Monday, August 2, 2010

More Favorable State Wage Laws Prevails

Monday, August 02, 2010

Generally, Federal law, even Federal regulations will supersede state and local laws and regulations. However, there are situations where state and/or local law or even regulations will triumph over the Federal government’s counter-part, i.e., Federal vs. state minimum wage and overtime laws. The US Court of Appeals for the Seventh Circuit in Spoerle v. Kraft Foods Global, Inc., 09-2691 affirmed that if the state law provides for a wage higher than the Federal Minimum Wage, the state wage prevails. Thus, the Appeals Court concluded that the district court did “… not err in concluding that plaintiffs are entitled to be paid for all time required by Wisconsin law …”

In the original case, a Kraft worker argued that required safety equipment, i.e., “steel-toed boots and hard hats, plus a smock that keeps other garments clean” does not meet the definition of “clothing” under Federal labor law and the time spent “donning and doffing“safety equipment should be considered compensatory time and paid at the higher rate of pay, i.e., the Wisconsin state minimum wage. The worked argued this even though his union had bargained in good faith to exclude this time from time worked. 29 U.S.C. §203(o), provides that unions and employers may bargain for “donning and doffing“ time and agree that such time is exempted from paid time, rather it is compensated for by a higher rate of pay during the rest of the shift. Usually, “donning and doffing” time at the beginning and the end of each shift entails 5-15 minutes and is integral to the safe and hygienic operations of a food processing plant.

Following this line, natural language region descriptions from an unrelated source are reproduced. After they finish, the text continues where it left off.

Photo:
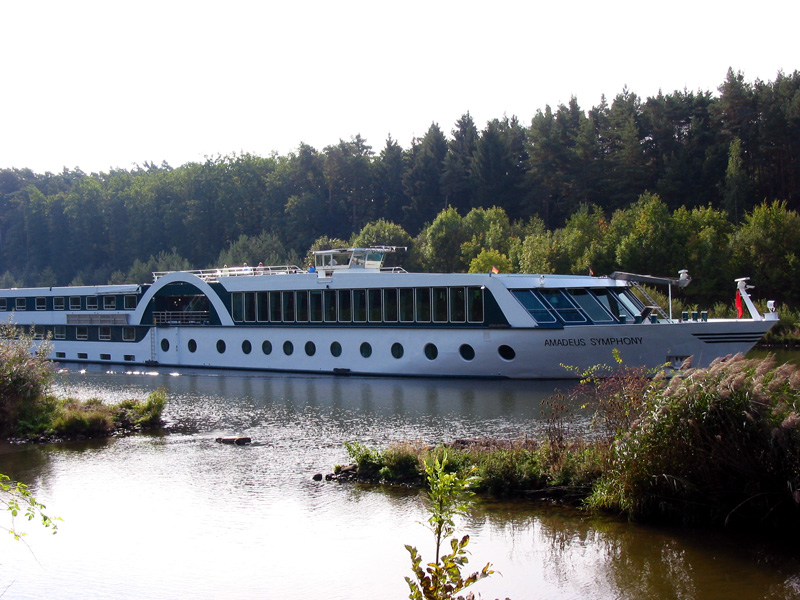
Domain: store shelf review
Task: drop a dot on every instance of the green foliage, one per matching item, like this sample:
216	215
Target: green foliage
19	502
265	248
767	248
135	413
711	445
442	579
487	259
25	375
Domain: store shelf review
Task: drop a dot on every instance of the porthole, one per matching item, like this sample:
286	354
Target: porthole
506	352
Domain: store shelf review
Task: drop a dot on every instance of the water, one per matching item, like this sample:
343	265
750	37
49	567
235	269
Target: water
178	515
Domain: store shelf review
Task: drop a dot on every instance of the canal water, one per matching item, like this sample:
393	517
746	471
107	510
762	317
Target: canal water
177	515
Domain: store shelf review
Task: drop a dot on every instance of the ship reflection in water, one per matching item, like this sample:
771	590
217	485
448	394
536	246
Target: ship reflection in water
177	515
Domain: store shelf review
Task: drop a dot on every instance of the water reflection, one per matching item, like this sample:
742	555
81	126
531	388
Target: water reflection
174	515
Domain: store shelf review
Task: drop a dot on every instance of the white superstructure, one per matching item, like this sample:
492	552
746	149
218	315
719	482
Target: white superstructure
350	315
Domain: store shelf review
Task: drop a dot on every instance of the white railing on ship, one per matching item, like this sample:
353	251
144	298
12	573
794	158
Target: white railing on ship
180	317
215	274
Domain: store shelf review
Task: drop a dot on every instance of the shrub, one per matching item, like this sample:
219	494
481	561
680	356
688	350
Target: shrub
713	444
25	375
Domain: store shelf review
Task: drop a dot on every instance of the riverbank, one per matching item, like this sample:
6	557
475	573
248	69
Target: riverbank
30	413
717	446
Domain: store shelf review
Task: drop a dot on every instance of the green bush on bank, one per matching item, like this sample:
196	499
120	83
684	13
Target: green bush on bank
28	410
708	446
720	444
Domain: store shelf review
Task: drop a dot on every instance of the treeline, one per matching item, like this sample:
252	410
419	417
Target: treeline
719	156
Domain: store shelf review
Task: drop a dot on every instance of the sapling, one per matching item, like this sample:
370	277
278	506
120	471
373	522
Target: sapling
442	579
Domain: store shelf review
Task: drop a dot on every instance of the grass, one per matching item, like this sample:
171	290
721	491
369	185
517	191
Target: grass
717	446
70	418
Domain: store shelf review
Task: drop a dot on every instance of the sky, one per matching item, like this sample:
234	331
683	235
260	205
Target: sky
97	85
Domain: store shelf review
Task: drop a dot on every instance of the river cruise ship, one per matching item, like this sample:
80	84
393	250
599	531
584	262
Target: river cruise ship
349	314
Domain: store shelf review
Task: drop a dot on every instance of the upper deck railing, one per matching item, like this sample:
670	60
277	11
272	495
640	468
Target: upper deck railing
212	275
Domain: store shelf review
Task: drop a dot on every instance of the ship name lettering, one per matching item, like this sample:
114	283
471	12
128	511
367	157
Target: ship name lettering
621	341
565	342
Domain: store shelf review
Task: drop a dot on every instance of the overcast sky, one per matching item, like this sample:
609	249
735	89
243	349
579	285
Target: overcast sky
113	83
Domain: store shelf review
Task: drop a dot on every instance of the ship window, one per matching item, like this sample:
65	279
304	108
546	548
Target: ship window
534	306
475	305
439	305
630	303
344	305
506	352
329	298
431	351
288	307
275	307
374	298
359	306
249	307
237	308
316	306
562	305
466	351
590	305
302	306
390	305
406	305
262	302
423	305
458	304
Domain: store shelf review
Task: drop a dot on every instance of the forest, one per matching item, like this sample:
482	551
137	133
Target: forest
705	181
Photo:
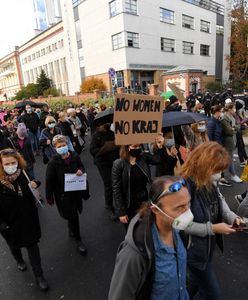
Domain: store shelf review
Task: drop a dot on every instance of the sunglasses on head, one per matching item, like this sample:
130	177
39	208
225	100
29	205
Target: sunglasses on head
7	151
173	188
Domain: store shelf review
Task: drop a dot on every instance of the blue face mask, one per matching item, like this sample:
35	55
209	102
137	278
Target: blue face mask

In addressing the worker’s first point, that “donning and doffing’” time should be considered compensatory time the Appeals Court dismissed the argument every quickly with little fanfare by commenting:


They have two principal arguments: first that protective gear is not “clothing” under §203(o), and second that Wisconsin’s own wage-and-hour legislation lacks any equivalent to §203(o). The first of these arguments is a loser, for reasons given in Sepulveda v. Allen Family Foods, Inc., 591 F.3d 209 (4th Cir. 2009). We agree with Sepulveda and need not repeat its analysis.


In agreeing with the Kraft workers' second position, the Appeals Court concluded that:

Nothing that labor and management put in a collective bargaining agreement exempts them from state laws of general application ... States can set substantive rules that determine the effective net wage, even when a CBA plays a role (as it does when a law requires overtime pay at some multiple of the base pay set in a collective bargaining agreement).

Therefore, in this case state law provided for a higher rate of pay than the Federal Minimum Wage provider for and since nothing in Federal labor law pre-empted state law, state law prevailed.

When employed by an organization that operates in numerous states, it is essential that you understand the fine line details of Federal, state, and local wage and hour as well as labor law.

As always, you should seek out qualified professional and credentialed advice when dealing with wage and hour as well as labor law issues affecting your organization.